Il y avait un moment que nous n’avions plus de bonnes nouvelles de Paulo Branco, le grand producteur portugais qui avait ourdi tant de beaux films de Raoul Ruiz, Manoel de Oliveira ou Joao Cesar Monteiro. Le revoilà donc, produisant le film d’un certain Tiago Guedes. De Guedes, on avait vu la minisérie Le Domaine et avec Traces, il signe une tragédie contemporaine située dans un village du Portugal. Le film s’ancre dans la fête du vent, un rite initiatique païen local où l’on apprend aux garçons ados à devenir des hommes – traduction de « devenir des hommes » : se déguiser avec des masques tribaux, boire des coups cul sec, agresser les filles, et éventuellement se tabasser entre eux. Le film s’ouvre sur un de ces bizutages ancestraux et virilistes, puis se déploie vingt-cinq ans plus tard : les ados bagarreurs et les filles pourchassées sont devenus adultes, parfois mariés entre eux. La fête existe encore mais le rite a été abandonné : aujourd’hui, on boit des coups tranquillement et danse sagement aux sons de l’orchestre local. Mais comme l’indique le titre du film, des siècles de rituels et de culture transmis de génération en génération, cela laisse des traces. Dommages psychiques et corporels sur un des hommes jadis roué de coups, reproduction du virilisme débile de père en fils, collaboration plus ou moins assumée des femmes à ce système ancestral qui cimente la société villageoise. L’homme qui fut autrefois victime vit désormais à l’écart du village, seul avec ses chiens. Il est marginal mais semble doux, innocent, alors que les villageois s’en méfient, eux qui se sont comportés jadis comme des chiens. La jeune femme agressée jadis est désormais mère d’une ado : cette dernière serait-elle capable d’arrêter le cycle mortifère de la reproduction patriarcale ? Puis la fête est brutalement stoppée : le fils du potentat local a été retrouvé mort au bord d’une route.

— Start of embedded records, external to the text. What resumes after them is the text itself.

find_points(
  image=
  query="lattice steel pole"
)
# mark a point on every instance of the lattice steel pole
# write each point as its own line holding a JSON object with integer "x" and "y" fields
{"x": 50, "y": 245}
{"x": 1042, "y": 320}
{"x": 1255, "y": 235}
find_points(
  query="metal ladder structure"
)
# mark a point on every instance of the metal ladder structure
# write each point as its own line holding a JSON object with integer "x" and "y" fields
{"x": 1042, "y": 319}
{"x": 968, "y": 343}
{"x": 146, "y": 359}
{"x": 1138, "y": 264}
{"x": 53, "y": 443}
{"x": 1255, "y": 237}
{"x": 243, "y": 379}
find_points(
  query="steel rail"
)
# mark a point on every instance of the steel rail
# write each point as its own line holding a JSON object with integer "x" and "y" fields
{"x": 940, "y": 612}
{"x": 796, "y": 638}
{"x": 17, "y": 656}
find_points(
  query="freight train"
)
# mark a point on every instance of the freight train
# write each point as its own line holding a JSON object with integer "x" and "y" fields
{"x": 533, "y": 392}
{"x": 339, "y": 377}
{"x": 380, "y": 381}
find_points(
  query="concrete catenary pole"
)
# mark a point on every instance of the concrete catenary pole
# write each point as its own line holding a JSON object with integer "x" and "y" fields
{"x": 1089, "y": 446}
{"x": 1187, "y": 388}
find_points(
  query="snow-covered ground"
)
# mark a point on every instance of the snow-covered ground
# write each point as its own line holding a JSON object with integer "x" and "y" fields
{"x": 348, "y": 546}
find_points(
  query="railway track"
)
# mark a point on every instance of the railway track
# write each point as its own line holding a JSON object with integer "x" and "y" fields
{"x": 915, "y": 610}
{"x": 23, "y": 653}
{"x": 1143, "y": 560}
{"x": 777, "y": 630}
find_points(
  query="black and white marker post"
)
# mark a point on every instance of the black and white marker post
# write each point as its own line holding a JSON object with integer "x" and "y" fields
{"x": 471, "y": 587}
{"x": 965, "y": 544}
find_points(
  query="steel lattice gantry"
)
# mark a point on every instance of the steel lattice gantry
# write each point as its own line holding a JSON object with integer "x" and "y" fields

Guedes prend son temps pour déployer tous les ressorts et les rouages d’une tragédie en cours, fait circuler symboles et métaphores (les masques, les chiens, le vent qui fait tourner les éoliennes et parfois les têtes, les visages souvent enserrés dans le cadre d’une fenêtre…), saisit la beauté des aubes, des crépuscules et des nuits dans les montagnes âpres et reculées du Portugal, ordonne la montée des affects en les mijotant à feu doux. Sa mise en scène est classique mais intense, fiévreuse (on pense parfois à La Poursuite impitoyable d’Arthur Penn), parfaitement servie par un casting impeccable (Nuno Lopes, Albano Jeronimo, Isabel Abreu…). Pour Guedes, ce village représente-t-il l’ensemble du Portugal ? C’est bien possible. Il semble dire que si les traditions cimentent une société, elles sont aussi ce qui la fige et l’empêche d’évoluer. Traces, beau film sombre mais lucide.

Traces de Tiago Guedes avec Albano Jeronimo, Isabel Abreu, Nuno Lopes… Alfama Films, sortie le 8 février.